Employer Obligations
  • To ensure any personal information held is reasonably protected against loss, unauthorised access, and, except with the employer’s authority, against use, modification, or disclosure, and against any other misuse. If the information must be given to someone who is providing a service to the employer, the employer must do everything reasonably possible to prevent unauthorised use or disclosure.
  • To use personal information only if steps have been taken to ensure that, having regard to the intended use, the information is up to date, complete, relevant and not misleading.
  • To inform an employee (if this is reasonably practicable) both when, at the employee’s request or on the employer’s own initiative, personal information has been corrected and when the employer is not willing to correct personal information and a statement provided by the employee has been attached. Whenever a request for a correction is received, the employer must tell the employee what action has been taken as a result.
  • To keep personal information only as long as it is needed for those purposes for which it may lawfully be used.
  • To use personal information only for the purpose for which it was obtained unless there are reasonable grounds for believing that:
    • The information-source is a publicly available publication.
    • The use of information about an employee for another purpose other than that authorised by the employee.
    • Non-compliance is necessary for law and order purposes, for the enforcement of a law imposing a pecuniary penalty, to protect the public revenue, or for the conduct of any court or tribunal proceedings.
  • To release personal information where required to do so by the provisions of an Act of Parliament.

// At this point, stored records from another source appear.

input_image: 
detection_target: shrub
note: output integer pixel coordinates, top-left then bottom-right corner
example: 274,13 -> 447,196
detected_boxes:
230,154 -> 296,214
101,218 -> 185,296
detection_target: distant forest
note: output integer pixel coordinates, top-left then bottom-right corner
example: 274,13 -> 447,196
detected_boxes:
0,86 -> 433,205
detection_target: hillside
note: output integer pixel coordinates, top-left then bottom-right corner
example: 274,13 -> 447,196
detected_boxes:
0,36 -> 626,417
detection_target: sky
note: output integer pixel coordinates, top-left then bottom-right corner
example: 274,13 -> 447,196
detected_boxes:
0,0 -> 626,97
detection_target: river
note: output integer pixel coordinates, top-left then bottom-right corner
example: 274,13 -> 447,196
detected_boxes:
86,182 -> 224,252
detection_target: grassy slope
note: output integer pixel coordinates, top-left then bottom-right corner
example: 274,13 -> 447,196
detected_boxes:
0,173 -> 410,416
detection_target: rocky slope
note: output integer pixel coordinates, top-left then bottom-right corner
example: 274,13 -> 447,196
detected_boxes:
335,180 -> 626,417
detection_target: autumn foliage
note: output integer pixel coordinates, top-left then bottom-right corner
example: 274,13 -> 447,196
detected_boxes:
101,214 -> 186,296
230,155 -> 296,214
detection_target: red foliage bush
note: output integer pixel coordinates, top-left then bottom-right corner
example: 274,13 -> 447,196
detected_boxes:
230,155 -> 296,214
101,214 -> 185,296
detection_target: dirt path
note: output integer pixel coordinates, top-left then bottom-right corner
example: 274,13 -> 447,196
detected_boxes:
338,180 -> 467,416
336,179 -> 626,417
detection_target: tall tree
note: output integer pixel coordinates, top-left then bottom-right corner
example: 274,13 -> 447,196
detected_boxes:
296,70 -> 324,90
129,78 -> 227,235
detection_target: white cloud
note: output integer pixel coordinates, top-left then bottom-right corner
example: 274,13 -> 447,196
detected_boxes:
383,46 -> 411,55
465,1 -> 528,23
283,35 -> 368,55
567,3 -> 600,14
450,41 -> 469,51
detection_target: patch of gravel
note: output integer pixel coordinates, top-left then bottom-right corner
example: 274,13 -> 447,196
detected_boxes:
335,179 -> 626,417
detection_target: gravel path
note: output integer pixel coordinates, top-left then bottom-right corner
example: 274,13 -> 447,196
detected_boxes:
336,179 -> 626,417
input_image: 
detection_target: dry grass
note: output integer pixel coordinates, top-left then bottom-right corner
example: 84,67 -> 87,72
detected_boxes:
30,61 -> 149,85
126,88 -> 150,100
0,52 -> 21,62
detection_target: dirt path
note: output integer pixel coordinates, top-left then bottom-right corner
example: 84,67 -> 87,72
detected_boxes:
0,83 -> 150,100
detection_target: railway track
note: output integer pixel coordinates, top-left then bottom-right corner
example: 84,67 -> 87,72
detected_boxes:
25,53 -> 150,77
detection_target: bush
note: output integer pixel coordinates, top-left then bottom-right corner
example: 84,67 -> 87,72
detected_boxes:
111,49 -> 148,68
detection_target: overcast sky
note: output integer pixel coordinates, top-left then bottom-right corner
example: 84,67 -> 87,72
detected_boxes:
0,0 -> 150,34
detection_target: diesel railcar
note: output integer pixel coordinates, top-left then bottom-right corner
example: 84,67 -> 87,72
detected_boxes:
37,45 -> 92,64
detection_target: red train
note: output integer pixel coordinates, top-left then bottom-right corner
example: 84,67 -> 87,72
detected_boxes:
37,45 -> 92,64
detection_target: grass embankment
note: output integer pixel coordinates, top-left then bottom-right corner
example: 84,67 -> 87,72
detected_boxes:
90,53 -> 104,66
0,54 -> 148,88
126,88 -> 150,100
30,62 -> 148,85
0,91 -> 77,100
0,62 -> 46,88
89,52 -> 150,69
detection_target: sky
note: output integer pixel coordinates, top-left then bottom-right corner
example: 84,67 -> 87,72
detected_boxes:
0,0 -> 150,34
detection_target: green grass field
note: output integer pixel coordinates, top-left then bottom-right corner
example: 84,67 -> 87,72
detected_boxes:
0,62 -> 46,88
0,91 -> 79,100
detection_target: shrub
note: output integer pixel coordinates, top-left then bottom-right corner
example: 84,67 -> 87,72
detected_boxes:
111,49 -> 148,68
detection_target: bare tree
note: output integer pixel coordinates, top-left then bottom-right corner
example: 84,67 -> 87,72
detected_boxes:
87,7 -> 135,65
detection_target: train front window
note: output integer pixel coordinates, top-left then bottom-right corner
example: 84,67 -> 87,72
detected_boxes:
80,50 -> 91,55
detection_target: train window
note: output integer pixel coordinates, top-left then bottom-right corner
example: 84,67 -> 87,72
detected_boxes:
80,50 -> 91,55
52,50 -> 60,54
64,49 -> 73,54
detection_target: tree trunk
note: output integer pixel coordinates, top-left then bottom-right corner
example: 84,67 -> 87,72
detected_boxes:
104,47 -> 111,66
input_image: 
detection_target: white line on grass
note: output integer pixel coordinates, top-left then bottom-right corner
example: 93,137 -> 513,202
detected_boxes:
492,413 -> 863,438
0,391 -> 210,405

  • To allow access to easily retrievable information only if satisfied about the identity of the person making the request, making sure that the information in question goes only to the employee for whom it is intended or to that employee’s agent.
  • To ensure that any agent appointed by an employee has been properly authorised to obtain the information, preferably by means of a written authority.
  • To tell the employee, where an information privacy request is refused, the reason for refusal, unless to do so would be likely to prejudice national security, commercial position etc. In this case a written reply neither confirming nor denying the existence of the information requested may be provided.